Saturday, April 29, 2017


I suffer from allergies and, of course, now, with all the glorious blooming, I am especially susceptible with the accompanying runny nose and watery eyes.   

Yesterday, I was scheduled to have a lengthy procedure at the dentist's office but I didn't want to take any medication because it makes me drowsy and I didn't want to fall asleep in the dental chair.  

If people do not know my condition, they might think that I am actually crying.  In the dental chair, as I was swiping away the tears which were streaming down my cheeks, the dental assistant placed a hand on my shoulder, and she asked, very solicitously, "Are you O.K., Mrs. Raypole?"  I laughed and asked, "Do people usually cry at this procedure?"  I then explained about the allergies and she commiserated, saying she also was suffering but that she takes Claritin.

When the dentist came in, he quipped, "I just thought you were allergic to me!"

I told them about another "weeping" incident.
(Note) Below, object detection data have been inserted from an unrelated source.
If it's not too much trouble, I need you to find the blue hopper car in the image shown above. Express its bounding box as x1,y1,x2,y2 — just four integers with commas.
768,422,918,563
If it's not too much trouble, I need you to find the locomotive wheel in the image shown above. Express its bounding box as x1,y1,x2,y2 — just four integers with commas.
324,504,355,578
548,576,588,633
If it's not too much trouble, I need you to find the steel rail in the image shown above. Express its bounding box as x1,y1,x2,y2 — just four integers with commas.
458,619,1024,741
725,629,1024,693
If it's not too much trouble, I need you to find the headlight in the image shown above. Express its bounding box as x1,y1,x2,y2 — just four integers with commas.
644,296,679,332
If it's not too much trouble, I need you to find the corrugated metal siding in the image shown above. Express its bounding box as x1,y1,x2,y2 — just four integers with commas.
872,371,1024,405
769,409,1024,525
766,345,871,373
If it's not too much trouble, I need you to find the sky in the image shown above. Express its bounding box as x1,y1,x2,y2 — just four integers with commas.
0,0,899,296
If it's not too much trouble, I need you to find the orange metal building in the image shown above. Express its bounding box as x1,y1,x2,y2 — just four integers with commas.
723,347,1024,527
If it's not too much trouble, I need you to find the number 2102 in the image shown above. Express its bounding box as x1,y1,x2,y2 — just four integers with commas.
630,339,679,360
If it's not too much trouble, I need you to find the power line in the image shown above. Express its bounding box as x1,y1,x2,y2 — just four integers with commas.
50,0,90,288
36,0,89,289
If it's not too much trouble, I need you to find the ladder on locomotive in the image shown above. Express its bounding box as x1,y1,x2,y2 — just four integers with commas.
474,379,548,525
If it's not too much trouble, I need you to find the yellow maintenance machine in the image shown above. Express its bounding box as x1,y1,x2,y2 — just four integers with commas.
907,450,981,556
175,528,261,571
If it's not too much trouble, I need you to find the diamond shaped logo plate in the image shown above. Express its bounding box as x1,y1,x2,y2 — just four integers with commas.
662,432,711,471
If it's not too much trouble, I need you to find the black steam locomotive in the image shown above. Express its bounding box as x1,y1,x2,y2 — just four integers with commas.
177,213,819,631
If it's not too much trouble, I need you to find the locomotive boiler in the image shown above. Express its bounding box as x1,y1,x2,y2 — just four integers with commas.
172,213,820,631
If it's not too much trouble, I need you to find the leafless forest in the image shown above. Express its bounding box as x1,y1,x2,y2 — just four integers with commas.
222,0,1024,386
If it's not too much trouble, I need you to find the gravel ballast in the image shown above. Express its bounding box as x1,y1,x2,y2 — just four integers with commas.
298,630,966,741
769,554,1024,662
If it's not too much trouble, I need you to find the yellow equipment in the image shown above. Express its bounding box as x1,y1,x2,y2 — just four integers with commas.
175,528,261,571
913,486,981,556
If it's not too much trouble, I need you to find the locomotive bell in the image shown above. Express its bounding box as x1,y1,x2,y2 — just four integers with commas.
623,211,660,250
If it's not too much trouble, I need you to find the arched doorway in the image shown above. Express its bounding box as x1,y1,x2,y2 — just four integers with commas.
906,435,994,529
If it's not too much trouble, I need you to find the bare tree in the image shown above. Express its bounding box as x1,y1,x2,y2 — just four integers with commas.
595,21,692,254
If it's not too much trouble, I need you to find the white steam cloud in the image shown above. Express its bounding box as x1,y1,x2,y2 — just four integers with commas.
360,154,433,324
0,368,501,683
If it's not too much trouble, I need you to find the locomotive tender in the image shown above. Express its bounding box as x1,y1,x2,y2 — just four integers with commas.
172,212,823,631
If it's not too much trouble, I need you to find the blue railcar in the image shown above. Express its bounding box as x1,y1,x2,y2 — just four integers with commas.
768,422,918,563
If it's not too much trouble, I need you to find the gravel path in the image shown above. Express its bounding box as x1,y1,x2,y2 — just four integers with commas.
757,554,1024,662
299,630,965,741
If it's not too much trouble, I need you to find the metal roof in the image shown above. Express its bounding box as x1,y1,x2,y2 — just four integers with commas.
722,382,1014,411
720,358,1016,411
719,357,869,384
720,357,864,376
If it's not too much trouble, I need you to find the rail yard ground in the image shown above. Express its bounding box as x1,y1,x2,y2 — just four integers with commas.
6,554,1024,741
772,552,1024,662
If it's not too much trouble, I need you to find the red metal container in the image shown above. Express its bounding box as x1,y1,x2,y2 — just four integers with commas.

See the Sue's News article first published in 2010:

                                        ANOTHER MORAL DILEMMA

Recently, I was in charge of organizing an event.  I arrived early to meet with the coordinator.  Because of my allergies, I did not want to take any medication as it makes me drowsy and not safe to drive.  I am especially vulnerable to runny nose and excessive watering of the eyes.  AS the event was in an outdoor park, I expected I would be a victim of the environment.

When the coordinator and I had finished the set-up,  we sat down and began to chat. After some "getting to know you" chit-chat, she asked if I had children and I said that I didn't; [something I never do is to initiate a conversation with people by asking about children because I know from personal experience that some people do not want the subject mentioned after the loss of a child] of course, since she had broached the subject, I felt comfortable asking if she had children and she replied that she did, but that she had lost a son and then she suddenly reached out and embraced me.   She whispered how kind I was.  Unfortunately, I had left my purse --with the needed Kleenex--in my car, but there I was, with tears flowing down my face.

Oh, no! My eyes were watering and she thought that I was crying because of her tragedy.

What to do--what to say--what a dilemma. Of course, the answer was not to do or say anything; just continue with the embrace.   Several days after the event, I received a thank you card with a note from her;  she wrote that I was the kindest, most compassionate person she'd ever met.

I believe that I am kind and I believe that I am compassionate, but I also know that I am not the "KINDEST" nor the "MOST COMPASSIONATE".   Feeling rather self-satisfied,  I showed the note to my brother, and he said, "If she only knew that you are really about as compassionate as an old brown shoe!" He is always so "colorful" with his zingers.  I winced.

He asked, "So, you didn't like my metaphor?"

"It was NOT a metaphor.", I said haughtily.

"Oh, I suppose it was a simile?", he asked.

I answered, "No, it is personification: giving human characteristics to inanimate objects."

He said, "It's just a good thing she didn't see the SMARTY-PANTS side of you or she wouldn't think you were kind or compassionate!"